On 21-Mar-2012 S Ellison wrote:

I get the errors;

glm.fit: fitted probabilities numerically 0 or 1 occurred and

glm.fit: algorithm did not converge

.....

Is there any way to to

fix this problem?

There are two separate issues.

One is the appearance of fitted values at 0 or 1.

The other is the lack of convergence.

The first is usually not fatal; it means that the probabilities

are so close to 0 or 1 that a double precision value can't

distinguish them from 0 or 1.

Often that's a transient condition during iteration and the

final fitted values are inside (0,1), but final fitted values

can also be out there if you have continuous predictor values

a long way out; by itself, that usually won't stop a glm.

The second is a bit more problematic.

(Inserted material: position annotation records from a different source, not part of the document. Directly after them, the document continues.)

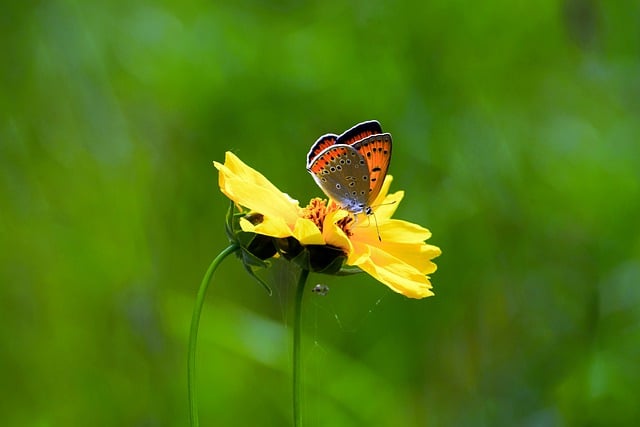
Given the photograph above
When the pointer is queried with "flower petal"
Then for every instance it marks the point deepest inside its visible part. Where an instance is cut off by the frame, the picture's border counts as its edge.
(270, 226)
(248, 188)
(397, 275)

Sometimes it's just that

you need to increase the maximum number of iterations (see the

control= argument and ?glm.control). That is always worth a try

- use some absurdly high number like 1000 instead of the default

25 and go find some coffee while it thinks about it. If that

solves your problem then you're OK, or at least as OK as you can

be with a data set that hard to fit.

But if you're bootstrapping with some anomalous values it is

also possible that some of your bootstrapped sets have too high

a proportion of anomalies, and under those conditions it's

possible that there could be no sensible optimum within reach.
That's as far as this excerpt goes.